Guerra contra narcotráfico no México está longe de ter fim
6 de novembro de 2014Falando ao jornal El Universal nesta terça-feira (04/11), o presidente do México, Enrique Peña Nieto, prometeu que nos próximos dias vai "convocar representantes do Estado mexicano, partidos políticos e organizações sociais a firmarem um pacto nacional pela segurança".
Todos deverão se comprometer a mudanças fundamentais e a garantir a constitucionalidade do país, afirmou o presidente. "Ocorrências como o massacre de Iguala não podem se repetir."
Na noite de 26 para 27 de setembro último, na localidade de Iguala, estado de Guerrero, 43 estudantes de magistério foram vistos pela última vez. Oficialmente, eles estão registrados como "desaparecidos".

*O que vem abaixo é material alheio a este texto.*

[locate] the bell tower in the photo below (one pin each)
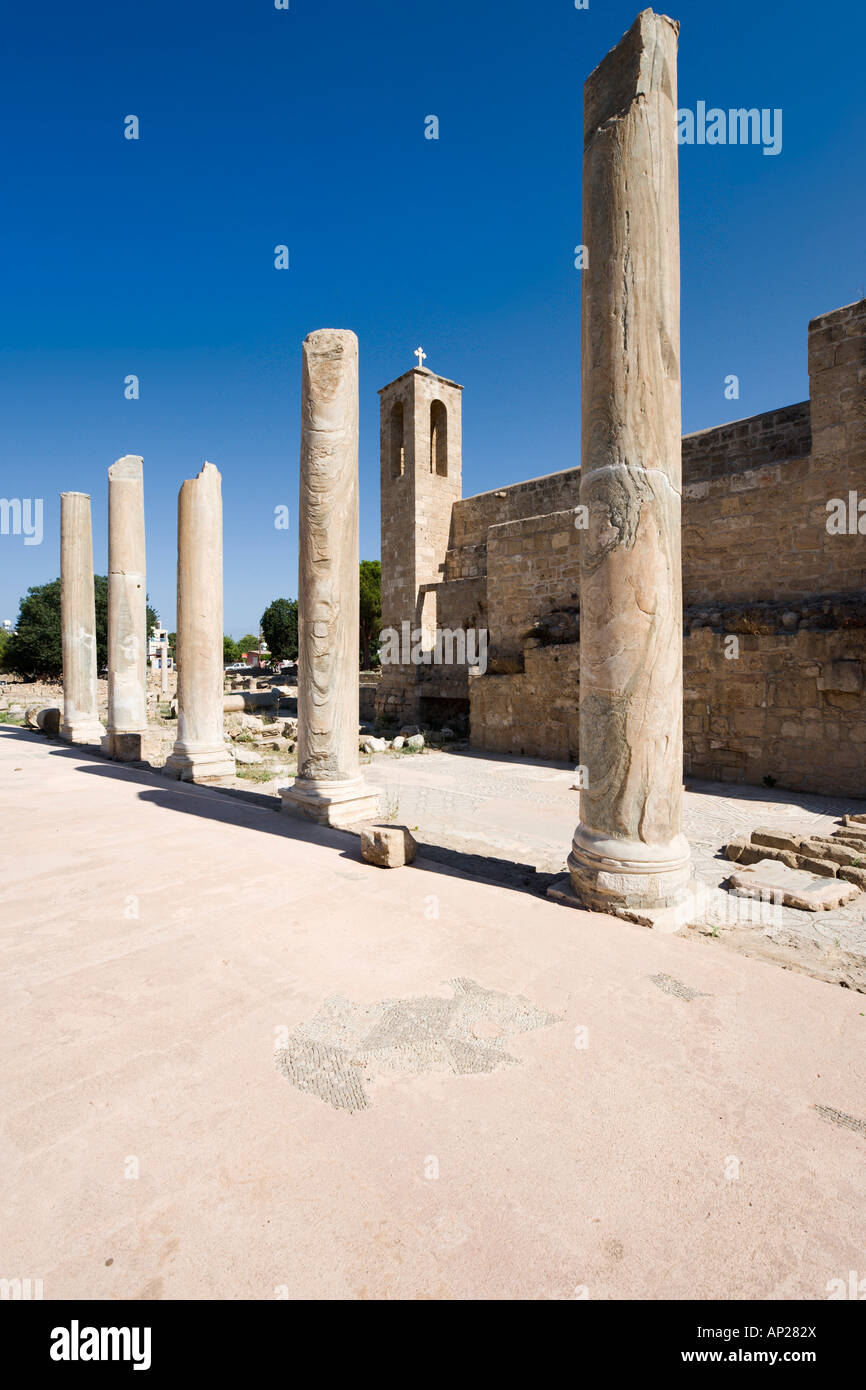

Foram encontrados 28 cadáveres carbonizados em seis valas comuns, porém, tudo indica não se tratarem dos jovens em questão. No dia 9 de outubro, descobriram-se outras quatro fossas contendo restos humanos.
Já foram presos 58 suspeitos de envolvimento do desaparecimento dos estudantes, entre eles policiais, agentes de segurança municipal e criminosos ligados ao narcotráfico.
Prisão do prefeito: uma vitória
Cerca de 150 mil pessoas já foram vitimadas pela guerra contra o narcotráfico no México, iniciada há oito anos. Nesta terça-feira, a promotoria pública anunciou mais um morto, o general Ricardo César Niño Villarreal. O alto funcionário da polícia, responsável pela segurança no norte do estado de Tamaulipas, foi executado com mais de 100 tiros. Por fazer fronteira com os Estados Unidos, a região é disputada pelos cartéis do narcotráfico.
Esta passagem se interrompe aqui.